As though from some great distance, I looked at the thin white hair curling away from her forehead, at the red flush surrounding her eyes, at her lips, which I used to kiss in exchange for a song or a hard green peppermint. “I promise,” I whispered, thinking, my rosary is plastic, too.

And then my granny died.

Mom came in from the kitchen, one hand on her cheek and the other gripping my dad’s. The glass sliding door let in perfect white light from the backyard to shine over our tableau, and sorrow felt like a water balloon sloshing in my stomach.

Dad moved around to put an arm on my shoulder. “Hey, kiddo, you ok?” I nodded, my eyes on Mom as she took my place perching on the bedside stool. Tears tightened her eyelashes and she touched Granny’s forehead reverently. Dad said, “I’m going to call the hospice nurse.”
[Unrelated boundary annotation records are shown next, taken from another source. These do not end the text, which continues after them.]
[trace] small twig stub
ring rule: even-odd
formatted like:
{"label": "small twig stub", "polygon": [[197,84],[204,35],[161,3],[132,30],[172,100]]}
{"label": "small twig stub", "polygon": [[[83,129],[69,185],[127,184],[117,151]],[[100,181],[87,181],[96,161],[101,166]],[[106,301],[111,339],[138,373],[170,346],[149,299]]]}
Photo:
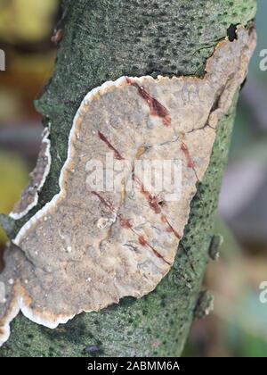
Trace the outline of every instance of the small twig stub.
{"label": "small twig stub", "polygon": [[[219,43],[204,79],[122,77],[85,97],[60,193],[21,228],[6,253],[1,343],[19,310],[55,328],[124,296],[142,297],[170,271],[216,127],[255,48],[255,32],[239,28],[237,35]],[[150,180],[140,168],[150,162],[157,170]],[[179,189],[155,188],[151,181],[171,167]]]}

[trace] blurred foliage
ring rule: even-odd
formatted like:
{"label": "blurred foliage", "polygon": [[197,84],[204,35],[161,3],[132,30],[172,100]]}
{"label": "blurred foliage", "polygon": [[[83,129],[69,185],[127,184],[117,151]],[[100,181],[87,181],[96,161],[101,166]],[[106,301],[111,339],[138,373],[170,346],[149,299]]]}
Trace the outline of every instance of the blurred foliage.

I stayed back, and saw as Mom picked Granny Ava’s rosary off the baby blue quilt. The blood red beads had come from the Vatican, blessed by the Pope himself, Ava always said with pride. It was only because I was staring that I noticed Mom tug her sleeve up high enough to lift the rosary without it touching her skin.

***

Naveen Rao opened the heavy wooden door of St. Sebastian’s just enough for me to slip in. It was seven p.m., a half-hour after evening Mass let out, and the church was supposed to be locked for the night. It hadn’t occurred to me in sixteen years of living that a church would ever be locked, but yesterday I’d come by on my way home from a late evening at the library, only to find my admittance barred. After two minutes despairing God himself had denied me because what I wanted was pretty sacrilegious, I’d realized that the doors were probably locked for more mundane reasons.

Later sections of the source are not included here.